Pandemia COVID-19 zmobilizowała świat naukowy do badań, trwa swoisty wyścig z czasem. Wstępne wersje artykułów są często publikowane w serwisach preprint, zanim doczekają się sprawdzenia, mogą zatem zawierać błędy i nieuprawnione wnioski. Robi się tak z nadzieją, że przyspieszy to prace nad lekami czy też pozwoli lepiej "poznać wroga". Stąd też zrozumiałe wątpliwości naukowców i lekarzy, które nie zawsze rozwiewa nawet pozytywna recenzja.
Deksametazon jest syntetycznym glikokortykosteroidem (rodzaj hormonu kory nadnerczy) o długotrwałym działaniu przeciwzapalnym, przeciwalergicznym oraz immunosupresyjnym (hamuje czynność komórek odpornościowych).

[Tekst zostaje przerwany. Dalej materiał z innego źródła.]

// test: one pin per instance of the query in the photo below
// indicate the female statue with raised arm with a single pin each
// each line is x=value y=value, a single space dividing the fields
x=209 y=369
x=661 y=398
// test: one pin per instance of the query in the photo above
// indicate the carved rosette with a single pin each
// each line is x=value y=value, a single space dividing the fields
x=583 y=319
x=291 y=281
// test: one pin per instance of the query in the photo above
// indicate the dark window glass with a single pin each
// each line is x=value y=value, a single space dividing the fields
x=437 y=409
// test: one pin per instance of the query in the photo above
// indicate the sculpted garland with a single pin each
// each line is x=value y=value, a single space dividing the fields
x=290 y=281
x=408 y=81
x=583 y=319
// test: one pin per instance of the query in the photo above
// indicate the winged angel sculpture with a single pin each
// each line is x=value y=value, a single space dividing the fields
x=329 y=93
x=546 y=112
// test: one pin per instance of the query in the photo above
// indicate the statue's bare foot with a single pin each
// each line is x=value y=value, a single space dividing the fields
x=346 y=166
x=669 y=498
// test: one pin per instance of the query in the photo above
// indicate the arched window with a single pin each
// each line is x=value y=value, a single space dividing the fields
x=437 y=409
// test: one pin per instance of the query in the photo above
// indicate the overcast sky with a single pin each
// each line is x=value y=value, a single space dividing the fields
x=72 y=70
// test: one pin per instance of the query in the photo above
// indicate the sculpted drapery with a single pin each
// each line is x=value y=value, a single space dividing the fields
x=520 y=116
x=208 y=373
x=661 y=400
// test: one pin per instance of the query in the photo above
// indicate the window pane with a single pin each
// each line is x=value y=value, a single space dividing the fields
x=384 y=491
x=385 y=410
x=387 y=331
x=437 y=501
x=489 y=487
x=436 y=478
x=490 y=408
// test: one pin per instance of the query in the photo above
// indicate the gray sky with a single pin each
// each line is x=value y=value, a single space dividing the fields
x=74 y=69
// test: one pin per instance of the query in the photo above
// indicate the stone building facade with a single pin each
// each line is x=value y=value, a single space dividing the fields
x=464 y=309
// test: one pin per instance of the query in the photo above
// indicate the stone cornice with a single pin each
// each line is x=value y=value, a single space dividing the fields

Lek stosuje się w leczeniu chorób reumatycznych, autoimmunologicznych, także w przypadku obrzęku mózgu lub wstrząsu. Wskazania to m.in. ostra niedoczynność kory nadnerczy, zapalenie tarczycy, ostre reumatoidalne zapalenie stawów, zesztywniające zapalenie stawów kręgosłupa, niektóre choroby skóry, ostre alergiczne stany zapalne oczu, a ponadto białaczka limfatyczna i szpikowa.
Deksametazon może powodować działania niepożądane przy długim stosowaniu, ale ogólnie uważany jest za lek bezpieczny. Powoduje m.in. gromadzenie się tłuszczu w centralnej części ciała, zmniejsza wchłanianie wapnia, zaburza budowę kości.